Altro episodio del “Torna Il Fascismo Show”. 12 scemi fanno un po di caciara con fumogeni e bandiere di Forza Nuova, sotto la sede de “L’Espresso”. Sdegno, emergenza totale, il PD che organizza addirittura una manifestazione contro i “Fascismi e i Populismi”.
Ora, una considerazione banale: basterebbe non dare risalto su tutti i TG a questi fenomeni per non incentivare altri idioti ad emulare. No? Se si da spazio in questo modo ad una dozzina di persone, quando saranno di più cosa faranno i media? 3 giorni di diretta? Mah…
Una considerazione un po meno banale: uno dei motivi per il quale questi episodi stanno accadendo più spesso è la situazione sociale ed economica. Porsi qualche domanda sull’efficacia delle politiche degli ultimi 5 anni? Riflettere un attimo sull’opportunità dello Ius Soli in questo momento storico (e non solo)? No eh…

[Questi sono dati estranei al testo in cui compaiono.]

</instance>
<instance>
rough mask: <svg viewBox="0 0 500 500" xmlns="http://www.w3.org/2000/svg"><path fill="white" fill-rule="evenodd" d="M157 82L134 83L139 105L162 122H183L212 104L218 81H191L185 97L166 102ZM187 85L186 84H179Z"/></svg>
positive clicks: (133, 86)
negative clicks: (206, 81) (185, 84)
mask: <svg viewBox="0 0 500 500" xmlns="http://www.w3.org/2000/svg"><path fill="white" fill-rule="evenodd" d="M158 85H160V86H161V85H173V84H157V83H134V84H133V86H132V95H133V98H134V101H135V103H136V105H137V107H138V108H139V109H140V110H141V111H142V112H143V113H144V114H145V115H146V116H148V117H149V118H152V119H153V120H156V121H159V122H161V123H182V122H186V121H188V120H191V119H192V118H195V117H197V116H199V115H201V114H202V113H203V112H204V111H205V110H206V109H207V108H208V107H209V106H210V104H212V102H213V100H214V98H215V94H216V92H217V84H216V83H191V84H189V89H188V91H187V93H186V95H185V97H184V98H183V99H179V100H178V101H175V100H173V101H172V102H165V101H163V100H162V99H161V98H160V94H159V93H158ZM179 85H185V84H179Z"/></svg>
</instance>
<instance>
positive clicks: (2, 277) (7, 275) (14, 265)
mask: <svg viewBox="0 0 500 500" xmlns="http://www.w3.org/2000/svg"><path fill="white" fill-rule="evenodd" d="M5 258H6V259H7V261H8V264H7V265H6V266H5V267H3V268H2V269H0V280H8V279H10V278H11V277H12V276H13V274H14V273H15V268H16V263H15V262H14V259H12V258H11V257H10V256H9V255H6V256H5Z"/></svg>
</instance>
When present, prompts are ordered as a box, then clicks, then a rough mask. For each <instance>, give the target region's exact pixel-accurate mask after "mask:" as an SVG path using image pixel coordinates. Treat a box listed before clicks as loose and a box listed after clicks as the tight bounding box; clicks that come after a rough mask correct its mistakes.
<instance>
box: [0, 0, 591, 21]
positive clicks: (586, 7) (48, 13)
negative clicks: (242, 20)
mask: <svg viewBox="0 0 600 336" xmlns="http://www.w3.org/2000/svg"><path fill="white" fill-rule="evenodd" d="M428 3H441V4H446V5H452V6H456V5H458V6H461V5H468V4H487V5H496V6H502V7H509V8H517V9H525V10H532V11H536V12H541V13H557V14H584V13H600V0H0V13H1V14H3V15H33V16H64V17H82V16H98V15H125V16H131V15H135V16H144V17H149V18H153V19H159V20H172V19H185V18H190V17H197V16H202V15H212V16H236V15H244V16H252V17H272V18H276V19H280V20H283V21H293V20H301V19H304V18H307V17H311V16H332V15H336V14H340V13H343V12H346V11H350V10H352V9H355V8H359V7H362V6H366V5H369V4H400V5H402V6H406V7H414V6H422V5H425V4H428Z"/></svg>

Direzione Italia a Livorno!

Stavolta la notizia siamo noi! Eccoci in via Grande a Livorno per raccogliere le firme contro il caro parcheggi e far conoscere Direzione Italia!

Hurrà! 😀

Significato di “Ipocrita”!

La Mogherini è un ipocrita. Accoglie Netanyahu augurandogli buona festa del Chanukkah, quando è tra le prime artefici della politica anti occidentale e anti Israeliana degli ultimi anni.
Trump ha fatto benissimo a riconoscere l’ovvio, Gerusalemme capitale di Israele. L’ANP non avrebbe mai accettato un riconoscimento di questo genere: fa troppo comodo continuare a recitare la parte delle vittime e non prendersi le responsabilità in termini di sicurezza e politica estera che un futuro stato Palestinese comporterebbe. E allora ecco la svolta, apparentemente condannata da tutti ma in realtà solo da pochi (Erdogan, gli Iraniani e i più irriducibili tra i Palestinesi stessi).
Un colpo notevole per Trump.

Lo schiaffo che non esiste

L’elezione di Doug Jones e la presunta, tanto quanto l’inesistente “schiaffo” (il candidato dei repubblicani non era nemmeno stato appoggiato alle primarie dal Presidente!!!), sconfitta politica di Trump serve solo ad una cosa: permettere ai media Italiani di distrarre la gente dal vero scandalo.
Un ex Vice Presidente USA, Joe Biden, che si permette di dire che la nostra recente storia politica è stata segnata da presunte (queste si!!!) intromissioni russe nei nostri affari interni.
Non uno straccio di prova, si spara una stronzata colossale così, tanto per fare. Ci pensate che questo e il genio che era il suo capo hanno governato gli USA per 8 anni???
Ad agosto 2015, ma nemmeno a giugno 2016 (inizio e fine delle primarie del GOP) non avrei mai pensato di dirlo ma… Ben venga Trump! Specie arrivati a questo punto e specie dopo aver visto in questi 12 mesi quanto siano approssimativi gli “Anti Trump” a tutti i costi!